Behind the wheel on a wintry I-70 (December 24, 2004/Mark Pfeiffer)
As it is for many, the time between Christmas and New Year's is a busy one for me. I'll be spending 2004's final days keeping stats for eight basketball games played over today and tomorrow, finishing (rather, starting and finishing) a piece for the next issue of The Film Journal, and summarizing my Film Journal and Central Ohio Film Critics Association ballots. On top of that there are some other things I'd like to get done, but then again, I intended to take another crack at reading MOBY-DICK during the downtime over Christmas, and I never opened the book.
I've posted a photo of what road conditions on I-70 were like around the Dayton area two days after the record snowfall. All the grime on my windshield helps make this my homage to THE BROWN BUNNY. What is typically a two hour drive turned into a three and a half hour ordeal with plenty of nervewracking moments. It'd be clear sailing at the speed limit for a stretch until becoming bumpy, icy terrain that demanded slow speeds. Several times I felt like the car would spin out if it weren't wobbling equally in both directions. And there's nothing like having a semi bearing down on you with nowhere to go in those conditions.
I've been tracking down Charles Burnett's films after seeing his powerful NIGHTJOHN at the Wexner Center's Children's Film Festival earlier this month. NIGHTJOHN was made for The Disney Channel, but it's subtler and more artful than you'd think. Of the three films that I've managed to see--a poor sampling since two of the three are TV movies, with THE GLASS SHIELD being the lone theatrical feature in the trio--NIGHTJOHN is definitely his best. After returning home on the 23rd from a failed attempt to drive to my parents--they called to tell me I-70 was closed--I watched THE WEDDING, his Oprah TV movie that I had on my DVR. Halle Berry stars. The film also features Lynn Whitfield and ALIAS' Carl Lumbly, who played the title character in NIGHTJOHN. Patricia Clarkson and Marianne Jean-Baptiste have small parts, so the cast is fairly impressive for a television melodrama.
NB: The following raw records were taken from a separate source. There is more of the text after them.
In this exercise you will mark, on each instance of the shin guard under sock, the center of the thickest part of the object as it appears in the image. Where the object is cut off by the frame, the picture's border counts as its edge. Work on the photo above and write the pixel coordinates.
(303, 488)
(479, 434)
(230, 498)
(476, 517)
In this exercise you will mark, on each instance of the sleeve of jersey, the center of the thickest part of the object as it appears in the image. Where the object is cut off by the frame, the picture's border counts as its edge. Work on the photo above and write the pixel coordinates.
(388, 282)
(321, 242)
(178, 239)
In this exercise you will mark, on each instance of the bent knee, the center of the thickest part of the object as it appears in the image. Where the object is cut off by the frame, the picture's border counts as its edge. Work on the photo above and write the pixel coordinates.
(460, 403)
The film peels back the history of a wealthy black family on Martha's Vineyard in the 1950s as the wedding of the youngest daughter approaches. The bride-to-be's groom and great-grandmother are white. The family's history, interracial and otherwise, is complicated and all about keeping up appearances. THE WEDDING provides a different view of African-Americans at this point in history, something which probably attracted Burnett, but the script is a soppy mess.
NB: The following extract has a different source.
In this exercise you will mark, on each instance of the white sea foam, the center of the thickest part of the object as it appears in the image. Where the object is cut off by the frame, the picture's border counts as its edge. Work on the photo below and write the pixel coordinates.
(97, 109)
Jhumpa Lahiri's INTERPRETER OF MALADIES and THE NAMESAKE are two of the best books I've read this year. I read in the latest issue of Cineaste that Mira Nair will be directing a film version of THE NAMESAKE. She should be the right director, and the film jumps onto my list of the most anticipated in 2006. This bit, from Karin Luisa Badt's introduction to the interview, causes a little concern, though:
"This should be closer to a film produced on her own terms. A bicultural story about a young Tamil woman caught in a communal conflict, it promises to let Nair delve into what she excels at: thoughtful and esthetic examinations of the human striving to belong (particularly that of women), told in a style at once compelling and gentle."While THE NAMESAKE focuses on the young woman in the beginning, the story is about her son, the titular namesake. I'm hoping that Badt misunderstood instead of Nair completely changing the film's focus, a possibility that this comment implies.
Two more items for today... It's increasingly rare that I see films in multiplexes outside of press and promotional screenings. While I'm aware of the "pre-show entertainment", the euphemism for advertising before the trailers, I didn't realize how out of control it's getting. Seeing BLADE: TRINITY at a Cinemark theater was a real eye opener. 25 minutes from the start time, at least ten of them advertisements, the film began. That's totally unacceptable. It was one of the deciding factors in choosing to see the crummy horror pic DARKNESS last night at AMC Easton rather than Movies 16 in Gahanna. (Movies 16's quoted running time for the film led me to believe there were 27 minutes of pre-movie content.) The AMC theaters in Columbus have switched to digital projection for the now-animated slides and videos that play before the movie. They still had the "pre-show entertainment", but to their credit, it began before and ended at the advertised start time. Sure, there were still ten minutes of trailers to watch, but I don't think most people, such as the Captive Motion Picture Audience of America, are vexed by trailers.
As for DARKNESS, it lacks any connective tissue or reasonable amount of sense, even for a genre movie. It may be the first film I've seen where, rather than saving one for DVD release, the ending and what seems like an alternate ending are contradictory. This is prime evidence for losing a film in the editing room.